Installation Guide

`Copyright © 2023 by Symetry, Inc. 14 Pine Street, Ste 6 Morristown, NJ 07960 All Rights Reserved May 15th, 2023

Introduction

This guide describes how to install, upgrade and configure the SymetryML suite of applications. For simplicity, the application comes prepackaged with Jetty 9.4.49. For additional information, refer to the following documents:

Files in the SymetryML Package

The following table lists the files in the SymetryML-6.1.tar.gz package.

Type
Name
Description

File

jetty

/etc/init.d/ Linux service file.

Folder

jetty-distribution-9.4.49.v20220914

Contains a fully functioning Jetty application with pre-installed SymetryML application in the webapps folder.

File

README.txt

List all files in this release.

File

Release-Notes.txt

Release Note.

File

symetry.tar.gz

Archive file that contains support files needed by SymetryML. It should normally be decompressed in the /opt/symetry directory. Those support files are needed to:

- communicate with a Spark cluster. - support native GPU support - use SymetryML with Python

- run a Symetry Kafka Stream Application

Please consult the installation guide for Spark and GPU for additional details.

Installation

Assumptions

This section assumes you have the following files:

  • SymetryML package: SymetryML-{VERSION}-tar.gz

  • SymetryML license file: sym.lic.

  • Redis with version greater or equal to 2.8.19 installed and available at port 6379 - or available on another computer

  • Java JDK 11 is installed.

Installation Procedure

After making sure that the base requirements are covered, perform the following procedure:

  1. Decompress SymetryML-6.1-tar.gz.

  2. Add Jetty user:

    • useradd jetty

    • usermod -aG wheel jetty

  3. Add to .bashrc in /home/jetty

    • export JAVA_HOME=/opt/jdk

    • export PATH=$JAVA_HOME/bin:$PATH

    • export LD_LIBRARY_PATH=$LD_LIBRARY_PATH:/opt/symetry/nativelib:/usr/local/cuda/lib64

  4. cp jetty-distribution-9.4.49.v20220914 to /opt/.
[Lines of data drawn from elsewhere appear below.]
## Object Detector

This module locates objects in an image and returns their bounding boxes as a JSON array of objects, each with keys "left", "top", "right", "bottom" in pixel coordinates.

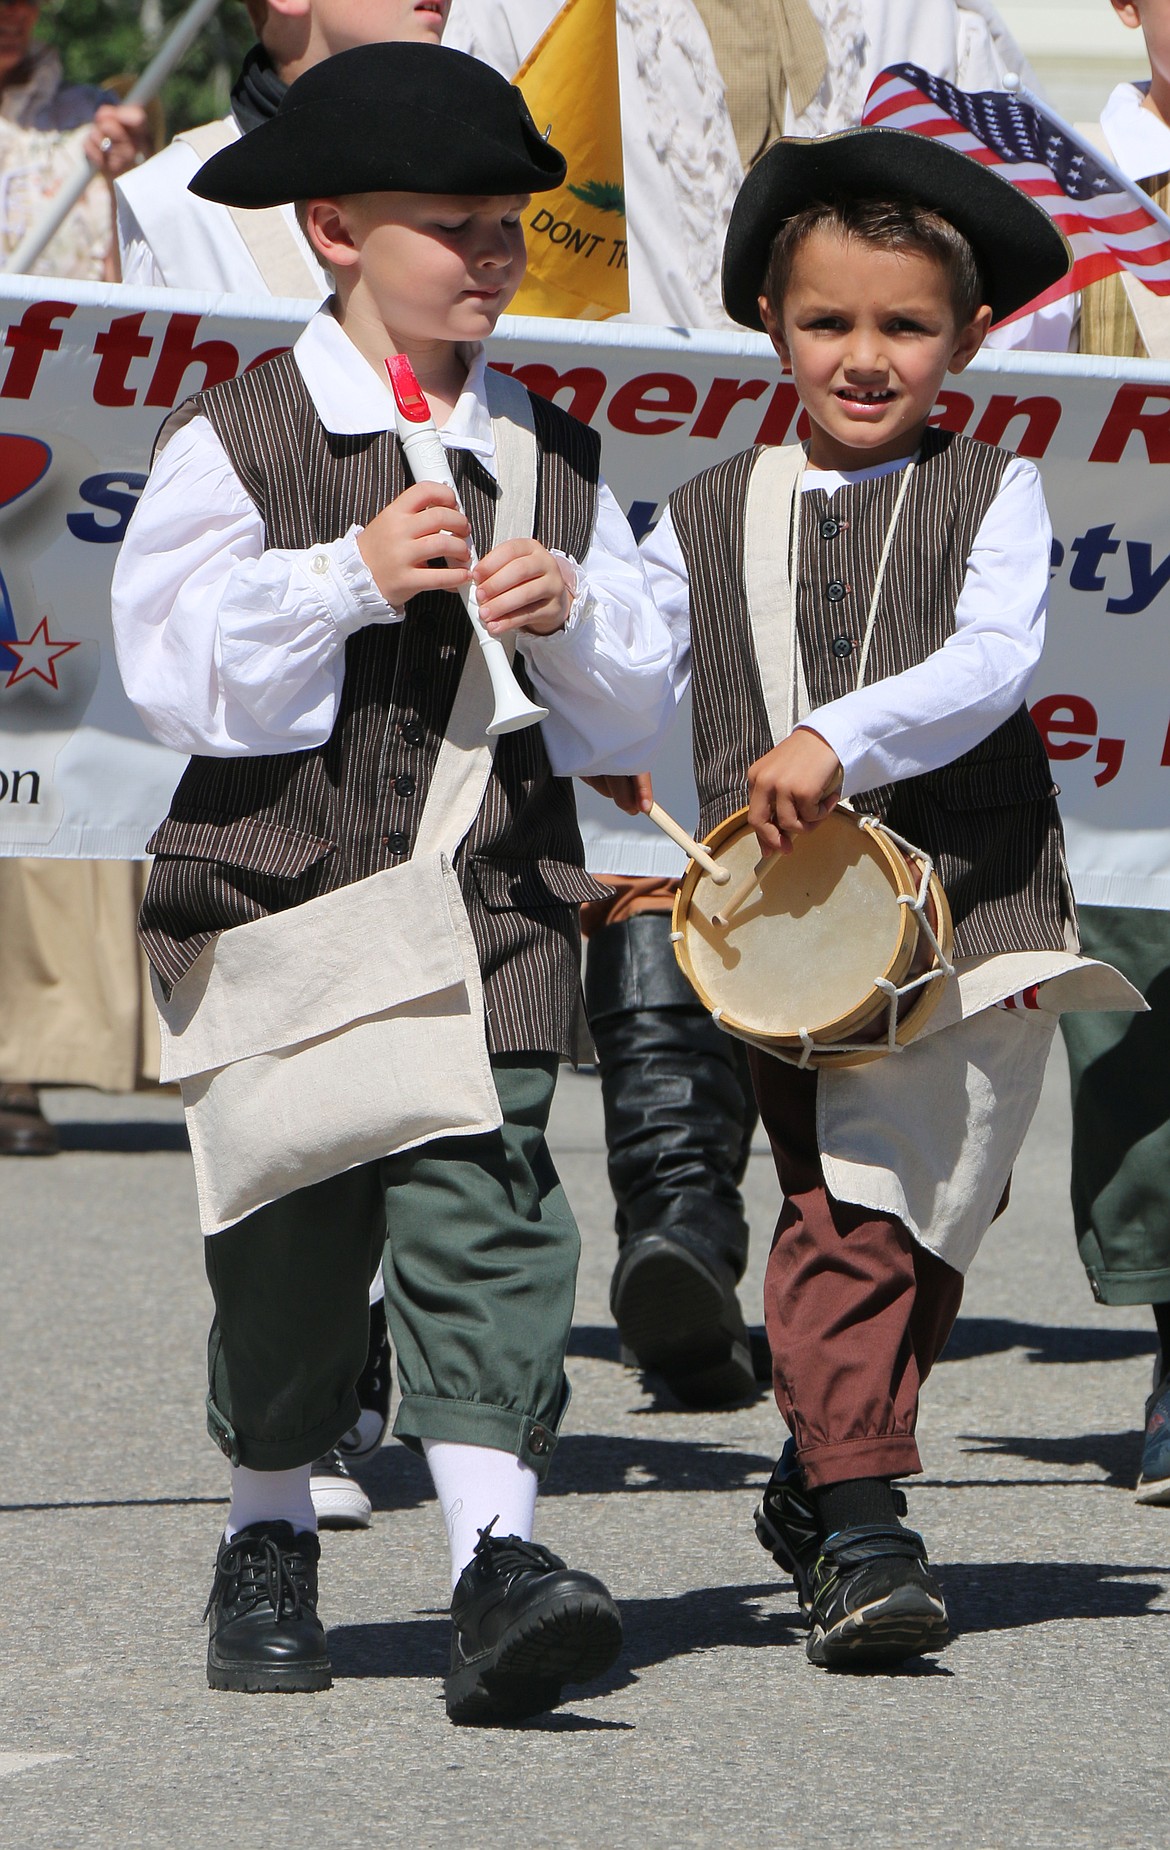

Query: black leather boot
[
  {"left": 204, "top": 1521, "right": 331, "bottom": 1693},
  {"left": 585, "top": 911, "right": 761, "bottom": 1406}
]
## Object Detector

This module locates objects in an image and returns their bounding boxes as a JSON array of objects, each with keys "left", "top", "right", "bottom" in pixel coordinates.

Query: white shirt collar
[
  {"left": 291, "top": 304, "right": 496, "bottom": 463},
  {"left": 1100, "top": 81, "right": 1170, "bottom": 184},
  {"left": 801, "top": 453, "right": 912, "bottom": 499}
]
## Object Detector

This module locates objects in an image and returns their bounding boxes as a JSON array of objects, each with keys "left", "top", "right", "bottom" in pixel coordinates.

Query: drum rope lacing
[
  {"left": 690, "top": 818, "right": 956, "bottom": 1069},
  {"left": 775, "top": 817, "right": 958, "bottom": 1069}
]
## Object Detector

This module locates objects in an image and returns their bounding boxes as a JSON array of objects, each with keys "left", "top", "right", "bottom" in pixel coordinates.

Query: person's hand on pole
[{"left": 84, "top": 104, "right": 152, "bottom": 181}]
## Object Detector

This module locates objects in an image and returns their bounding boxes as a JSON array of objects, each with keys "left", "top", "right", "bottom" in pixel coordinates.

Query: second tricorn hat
[
  {"left": 721, "top": 126, "right": 1070, "bottom": 329},
  {"left": 189, "top": 42, "right": 566, "bottom": 209}
]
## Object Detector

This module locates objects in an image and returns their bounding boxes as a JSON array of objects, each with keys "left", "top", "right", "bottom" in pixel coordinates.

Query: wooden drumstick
[
  {"left": 713, "top": 854, "right": 773, "bottom": 928},
  {"left": 645, "top": 801, "right": 731, "bottom": 885}
]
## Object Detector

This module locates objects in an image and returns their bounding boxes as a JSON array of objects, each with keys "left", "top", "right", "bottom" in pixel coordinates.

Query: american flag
[{"left": 861, "top": 63, "right": 1170, "bottom": 317}]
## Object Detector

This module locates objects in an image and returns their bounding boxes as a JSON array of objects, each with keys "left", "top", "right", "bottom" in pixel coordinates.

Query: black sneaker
[
  {"left": 754, "top": 1439, "right": 909, "bottom": 1612},
  {"left": 805, "top": 1523, "right": 949, "bottom": 1670},
  {"left": 204, "top": 1521, "right": 331, "bottom": 1693},
  {"left": 337, "top": 1302, "right": 393, "bottom": 1462},
  {"left": 446, "top": 1522, "right": 622, "bottom": 1725},
  {"left": 610, "top": 1232, "right": 758, "bottom": 1408},
  {"left": 309, "top": 1449, "right": 372, "bottom": 1530}
]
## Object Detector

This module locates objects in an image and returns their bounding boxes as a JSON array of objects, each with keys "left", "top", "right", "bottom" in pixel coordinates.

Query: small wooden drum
[{"left": 670, "top": 806, "right": 954, "bottom": 1069}]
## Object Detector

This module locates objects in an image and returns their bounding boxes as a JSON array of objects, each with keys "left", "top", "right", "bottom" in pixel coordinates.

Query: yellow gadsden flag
[{"left": 510, "top": 0, "right": 628, "bottom": 320}]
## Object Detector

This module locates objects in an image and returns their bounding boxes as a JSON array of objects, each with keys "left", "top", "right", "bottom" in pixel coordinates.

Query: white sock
[
  {"left": 422, "top": 1440, "right": 539, "bottom": 1593},
  {"left": 225, "top": 1463, "right": 316, "bottom": 1542}
]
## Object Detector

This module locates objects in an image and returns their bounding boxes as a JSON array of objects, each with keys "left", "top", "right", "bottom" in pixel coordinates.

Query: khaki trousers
[{"left": 0, "top": 858, "right": 159, "bottom": 1090}]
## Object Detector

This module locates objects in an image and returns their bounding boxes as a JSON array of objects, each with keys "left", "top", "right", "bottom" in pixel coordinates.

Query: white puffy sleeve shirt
[
  {"left": 641, "top": 452, "right": 1051, "bottom": 796},
  {"left": 111, "top": 318, "right": 677, "bottom": 779}
]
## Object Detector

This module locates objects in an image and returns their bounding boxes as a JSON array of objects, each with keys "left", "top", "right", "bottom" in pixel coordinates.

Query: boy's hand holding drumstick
[
  {"left": 747, "top": 728, "right": 844, "bottom": 857},
  {"left": 582, "top": 772, "right": 655, "bottom": 816}
]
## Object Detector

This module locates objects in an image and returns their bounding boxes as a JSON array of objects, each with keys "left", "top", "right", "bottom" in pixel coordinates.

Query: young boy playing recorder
[{"left": 112, "top": 43, "right": 676, "bottom": 1722}]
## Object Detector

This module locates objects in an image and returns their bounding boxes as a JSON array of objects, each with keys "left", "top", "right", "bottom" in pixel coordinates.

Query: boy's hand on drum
[
  {"left": 475, "top": 540, "right": 573, "bottom": 636},
  {"left": 748, "top": 728, "right": 843, "bottom": 855},
  {"left": 581, "top": 773, "right": 653, "bottom": 816},
  {"left": 357, "top": 482, "right": 473, "bottom": 608}
]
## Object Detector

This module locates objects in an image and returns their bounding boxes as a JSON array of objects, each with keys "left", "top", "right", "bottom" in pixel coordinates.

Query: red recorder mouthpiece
[{"left": 385, "top": 354, "right": 430, "bottom": 422}]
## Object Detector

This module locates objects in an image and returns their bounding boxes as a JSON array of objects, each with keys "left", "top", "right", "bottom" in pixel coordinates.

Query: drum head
[{"left": 673, "top": 808, "right": 918, "bottom": 1044}]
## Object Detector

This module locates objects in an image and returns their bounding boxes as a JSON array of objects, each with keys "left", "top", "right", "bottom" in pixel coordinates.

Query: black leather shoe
[
  {"left": 0, "top": 1083, "right": 58, "bottom": 1156},
  {"left": 447, "top": 1522, "right": 622, "bottom": 1725},
  {"left": 806, "top": 1524, "right": 949, "bottom": 1670},
  {"left": 611, "top": 1231, "right": 758, "bottom": 1408},
  {"left": 204, "top": 1522, "right": 332, "bottom": 1693}
]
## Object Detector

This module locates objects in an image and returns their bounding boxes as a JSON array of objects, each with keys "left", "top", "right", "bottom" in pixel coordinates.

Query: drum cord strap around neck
[
  {"left": 798, "top": 452, "right": 954, "bottom": 1062},
  {"left": 784, "top": 449, "right": 919, "bottom": 731}
]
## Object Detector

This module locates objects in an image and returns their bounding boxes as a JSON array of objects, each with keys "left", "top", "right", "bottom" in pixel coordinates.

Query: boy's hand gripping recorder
[{"left": 385, "top": 355, "right": 549, "bottom": 737}]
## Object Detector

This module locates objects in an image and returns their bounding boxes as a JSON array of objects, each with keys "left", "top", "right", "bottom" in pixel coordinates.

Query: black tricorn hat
[
  {"left": 722, "top": 126, "right": 1070, "bottom": 330},
  {"left": 190, "top": 42, "right": 566, "bottom": 209}
]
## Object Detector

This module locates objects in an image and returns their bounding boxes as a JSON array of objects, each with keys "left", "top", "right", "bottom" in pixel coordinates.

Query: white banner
[{"left": 1, "top": 274, "right": 1169, "bottom": 905}]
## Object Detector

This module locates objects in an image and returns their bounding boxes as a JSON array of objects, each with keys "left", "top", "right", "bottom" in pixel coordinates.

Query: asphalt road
[{"left": 0, "top": 1046, "right": 1164, "bottom": 1849}]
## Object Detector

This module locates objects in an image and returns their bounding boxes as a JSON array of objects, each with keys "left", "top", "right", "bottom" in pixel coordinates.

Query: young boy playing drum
[
  {"left": 629, "top": 127, "right": 1139, "bottom": 1668},
  {"left": 112, "top": 43, "right": 677, "bottom": 1720}
]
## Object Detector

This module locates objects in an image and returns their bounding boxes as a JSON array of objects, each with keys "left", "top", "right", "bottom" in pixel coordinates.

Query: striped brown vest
[
  {"left": 139, "top": 350, "right": 608, "bottom": 1059},
  {"left": 670, "top": 427, "right": 1074, "bottom": 960}
]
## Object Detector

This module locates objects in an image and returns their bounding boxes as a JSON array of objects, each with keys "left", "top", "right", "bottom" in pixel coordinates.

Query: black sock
[
  {"left": 1153, "top": 1303, "right": 1170, "bottom": 1378},
  {"left": 813, "top": 1477, "right": 900, "bottom": 1536}
]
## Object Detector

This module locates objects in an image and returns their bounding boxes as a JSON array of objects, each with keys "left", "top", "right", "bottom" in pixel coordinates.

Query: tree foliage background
[{"left": 38, "top": 0, "right": 254, "bottom": 135}]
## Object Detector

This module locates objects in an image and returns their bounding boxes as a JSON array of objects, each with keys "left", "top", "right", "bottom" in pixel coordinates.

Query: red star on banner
[{"left": 3, "top": 617, "right": 81, "bottom": 690}]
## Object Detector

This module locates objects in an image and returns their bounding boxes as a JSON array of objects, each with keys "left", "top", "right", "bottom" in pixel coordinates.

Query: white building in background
[{"left": 997, "top": 0, "right": 1147, "bottom": 118}]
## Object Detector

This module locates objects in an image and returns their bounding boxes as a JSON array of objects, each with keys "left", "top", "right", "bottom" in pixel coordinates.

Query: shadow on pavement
[
  {"left": 54, "top": 1120, "right": 190, "bottom": 1154},
  {"left": 941, "top": 1560, "right": 1170, "bottom": 1634},
  {"left": 0, "top": 1493, "right": 226, "bottom": 1513},
  {"left": 566, "top": 1325, "right": 623, "bottom": 1363},
  {"left": 940, "top": 1316, "right": 1153, "bottom": 1367},
  {"left": 329, "top": 1580, "right": 799, "bottom": 1691},
  {"left": 567, "top": 1323, "right": 773, "bottom": 1412},
  {"left": 958, "top": 1428, "right": 1143, "bottom": 1487},
  {"left": 357, "top": 1432, "right": 774, "bottom": 1514}
]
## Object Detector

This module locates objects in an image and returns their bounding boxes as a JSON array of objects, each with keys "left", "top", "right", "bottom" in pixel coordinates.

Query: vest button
[
  {"left": 382, "top": 831, "right": 409, "bottom": 854},
  {"left": 820, "top": 517, "right": 840, "bottom": 540},
  {"left": 400, "top": 719, "right": 424, "bottom": 746},
  {"left": 394, "top": 773, "right": 417, "bottom": 798},
  {"left": 826, "top": 580, "right": 847, "bottom": 602},
  {"left": 831, "top": 634, "right": 853, "bottom": 658}
]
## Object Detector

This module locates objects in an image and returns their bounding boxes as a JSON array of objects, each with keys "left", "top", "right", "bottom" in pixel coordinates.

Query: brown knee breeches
[{"left": 749, "top": 1050, "right": 964, "bottom": 1488}]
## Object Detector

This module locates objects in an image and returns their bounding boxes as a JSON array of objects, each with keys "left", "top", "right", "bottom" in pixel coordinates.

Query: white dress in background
[{"left": 790, "top": 0, "right": 1037, "bottom": 135}]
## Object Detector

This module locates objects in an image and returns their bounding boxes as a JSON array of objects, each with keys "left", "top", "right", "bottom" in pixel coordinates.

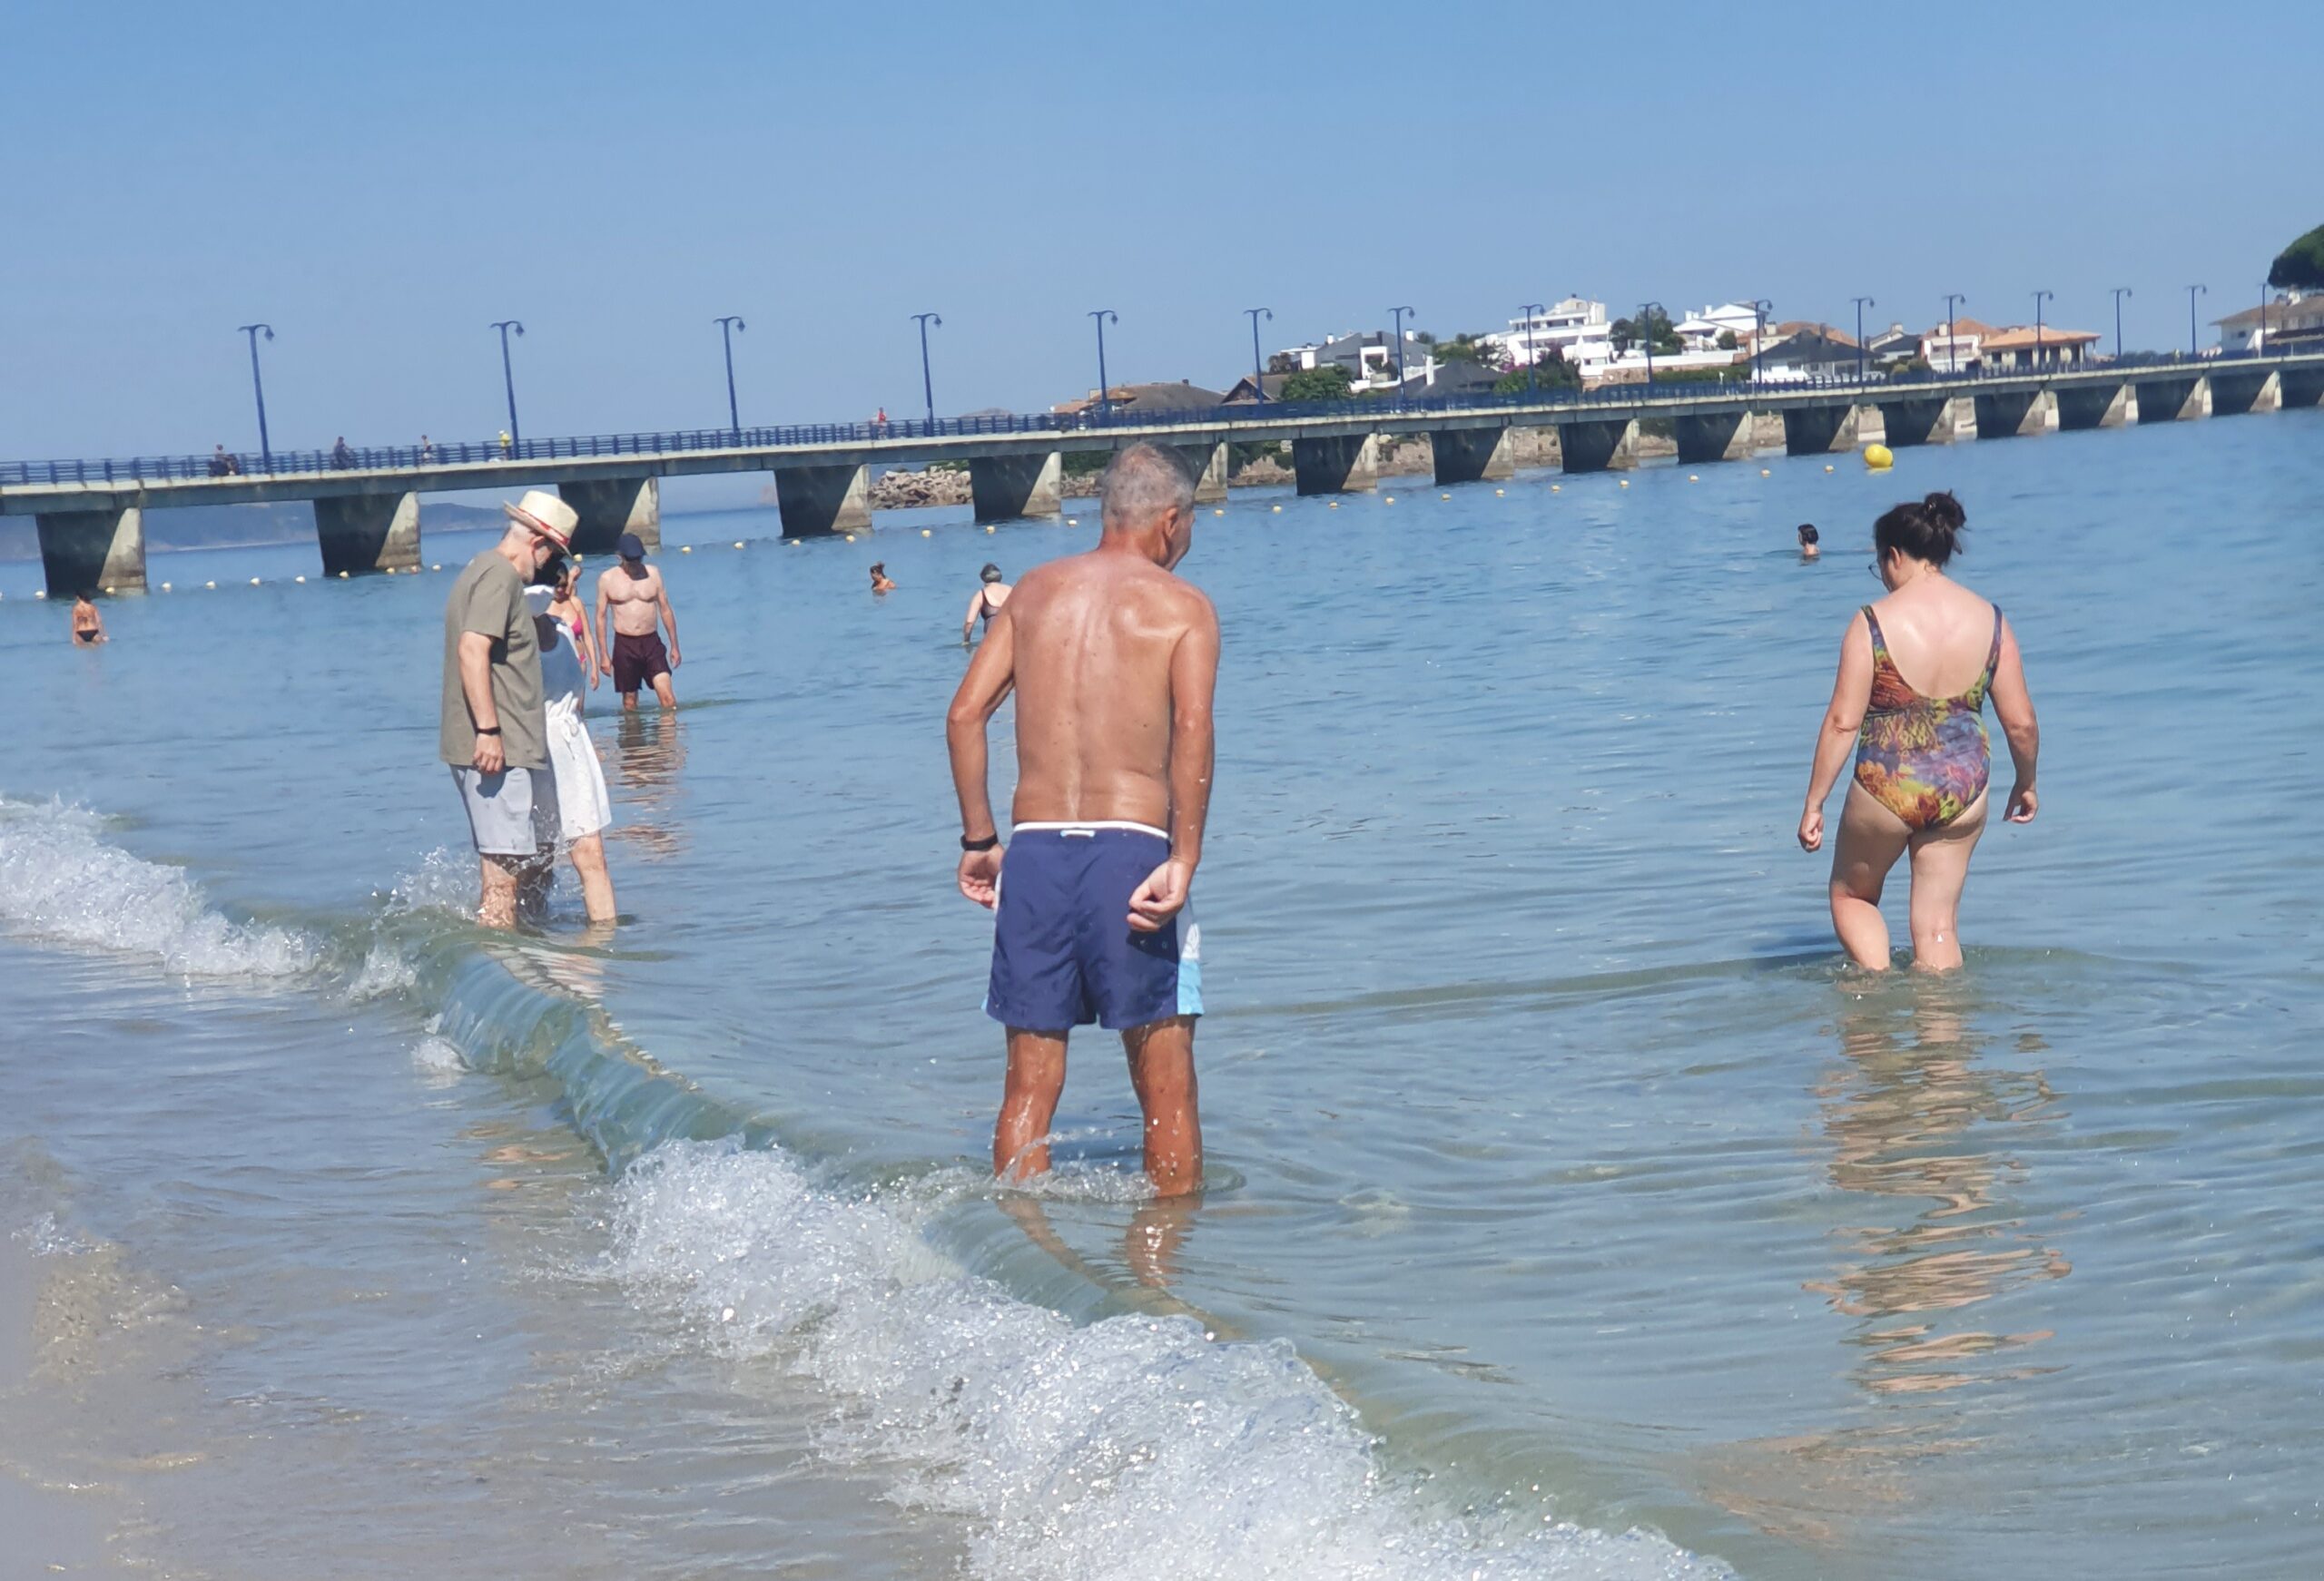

  5. Allowing jetty to write logs in the sub directory:

    • chown -R jetty:jetty jetty-distribution-9.4.49.v20220914

  6. Create a symbolic link to jetty-distribution-9.4.49.v20220914 named /opt/jetty.

  7. From root directory, decompress the symetry.tar.gz file and ensure its contents are in /opt/symetry. Please consult the directory tree located at the bottom of this Installation** _Procedure**_ to ensure your /opt/symetry resembles the directory tree illustrated.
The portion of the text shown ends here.